I had an intern over the summer, working on a basic A/B Testing framework for ou...

arthurcolle · on Jan 18, 2015

I used Hadoop a few times this semester for different classes and it seemed like the code was so easy to write and then because everything is either a Mapper or a Reducer, you just read enough of the docs to figure out what is intended to be done and then build on top of it, can I ask how it wasn't maintainable?

Just curious

m_mueller · on Jan 18, 2015

On a tangent, I'd be interested in how you format heavily piped bash code for documentation. Can comments be intersparsed there?

mappu · on Jan 19, 2015

Functions, mostly - the big `awk` command in the example goes into something like

    # @param $1 whatever
    chess_extract_scores() {
         awk blah blah blah
    }

and then your whole pipeline simplifies to

    cat foo | grep bar | chess_extract_scores

which is pretty readable. You can even do most of this in a live bash session with ^X ^E.

plaes · on Jan 19, 2015

You can actually do without cat:

grep bar foo | chess_extract_scores

http://en.wikipedia.org/wiki/Cat_%28Unix%29#Useless_use_of_c...

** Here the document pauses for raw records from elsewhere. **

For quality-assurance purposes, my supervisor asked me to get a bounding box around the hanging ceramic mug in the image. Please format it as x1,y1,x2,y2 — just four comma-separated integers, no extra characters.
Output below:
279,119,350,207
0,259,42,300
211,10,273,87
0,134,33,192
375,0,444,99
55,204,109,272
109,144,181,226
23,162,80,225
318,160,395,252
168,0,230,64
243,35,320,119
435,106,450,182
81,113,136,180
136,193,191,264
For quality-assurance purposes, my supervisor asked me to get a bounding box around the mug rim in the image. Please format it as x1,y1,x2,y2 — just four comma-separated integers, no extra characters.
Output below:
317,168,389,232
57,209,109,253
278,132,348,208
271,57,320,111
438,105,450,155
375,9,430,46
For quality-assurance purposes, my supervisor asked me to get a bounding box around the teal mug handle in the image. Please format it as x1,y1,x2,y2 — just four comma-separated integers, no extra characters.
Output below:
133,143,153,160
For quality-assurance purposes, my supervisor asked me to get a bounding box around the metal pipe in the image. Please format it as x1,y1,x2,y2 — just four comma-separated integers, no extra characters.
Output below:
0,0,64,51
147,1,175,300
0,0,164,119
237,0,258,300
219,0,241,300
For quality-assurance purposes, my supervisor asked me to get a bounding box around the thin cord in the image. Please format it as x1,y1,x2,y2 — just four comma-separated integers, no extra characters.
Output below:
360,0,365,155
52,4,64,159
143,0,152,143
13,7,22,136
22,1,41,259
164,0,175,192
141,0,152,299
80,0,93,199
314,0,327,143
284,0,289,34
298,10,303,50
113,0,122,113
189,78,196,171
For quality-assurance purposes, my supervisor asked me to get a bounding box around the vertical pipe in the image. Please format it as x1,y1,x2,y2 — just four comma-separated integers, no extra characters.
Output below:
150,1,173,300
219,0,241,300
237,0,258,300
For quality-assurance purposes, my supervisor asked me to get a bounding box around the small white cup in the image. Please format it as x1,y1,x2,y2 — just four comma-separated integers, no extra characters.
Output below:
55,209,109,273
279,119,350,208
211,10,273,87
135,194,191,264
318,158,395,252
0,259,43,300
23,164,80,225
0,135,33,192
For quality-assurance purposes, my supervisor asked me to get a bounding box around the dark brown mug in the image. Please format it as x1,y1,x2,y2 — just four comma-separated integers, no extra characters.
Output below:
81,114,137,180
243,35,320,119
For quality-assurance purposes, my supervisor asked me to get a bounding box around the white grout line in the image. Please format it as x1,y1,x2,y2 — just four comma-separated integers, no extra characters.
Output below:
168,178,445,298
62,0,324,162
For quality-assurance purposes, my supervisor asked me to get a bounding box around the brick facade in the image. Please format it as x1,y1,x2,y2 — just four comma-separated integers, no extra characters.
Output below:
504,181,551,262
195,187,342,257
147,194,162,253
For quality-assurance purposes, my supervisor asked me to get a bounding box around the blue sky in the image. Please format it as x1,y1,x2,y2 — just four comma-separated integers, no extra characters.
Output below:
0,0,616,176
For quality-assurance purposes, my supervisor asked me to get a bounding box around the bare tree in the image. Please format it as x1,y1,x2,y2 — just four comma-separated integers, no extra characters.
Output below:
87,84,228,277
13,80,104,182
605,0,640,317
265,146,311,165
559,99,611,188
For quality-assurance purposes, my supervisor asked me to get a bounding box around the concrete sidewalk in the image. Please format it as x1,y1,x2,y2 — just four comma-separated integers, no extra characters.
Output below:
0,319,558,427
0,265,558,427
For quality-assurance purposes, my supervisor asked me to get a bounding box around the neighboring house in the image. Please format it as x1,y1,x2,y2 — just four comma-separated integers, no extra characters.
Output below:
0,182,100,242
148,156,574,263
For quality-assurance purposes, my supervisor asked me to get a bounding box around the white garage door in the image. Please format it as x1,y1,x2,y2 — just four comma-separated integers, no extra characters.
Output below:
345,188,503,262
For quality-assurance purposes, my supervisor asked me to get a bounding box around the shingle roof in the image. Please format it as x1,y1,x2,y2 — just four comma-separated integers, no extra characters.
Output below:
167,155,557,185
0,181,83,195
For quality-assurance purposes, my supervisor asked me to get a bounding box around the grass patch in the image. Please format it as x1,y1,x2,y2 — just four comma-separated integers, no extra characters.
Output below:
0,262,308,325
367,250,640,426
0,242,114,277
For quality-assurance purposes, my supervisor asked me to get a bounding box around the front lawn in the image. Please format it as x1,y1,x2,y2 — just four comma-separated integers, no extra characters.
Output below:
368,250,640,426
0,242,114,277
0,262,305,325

theepauk · on Jan 19, 2015

Sure you can, but premature optimization is also a real thing http://en.wikipedia.org/wiki/Program_optimization#When_to_op...

dsr_ · on Jan 19, 2015

bash has functions; functions are just like commands. Write your comments in the functions, and your final line will be the pipeline of awesomeness:

   generate_data ()
       {
        # make it rain
       }

   process ()
       {
        # chunky
       }

   gather ()
       {
        # puree
       }
  
   generate_data | process | gather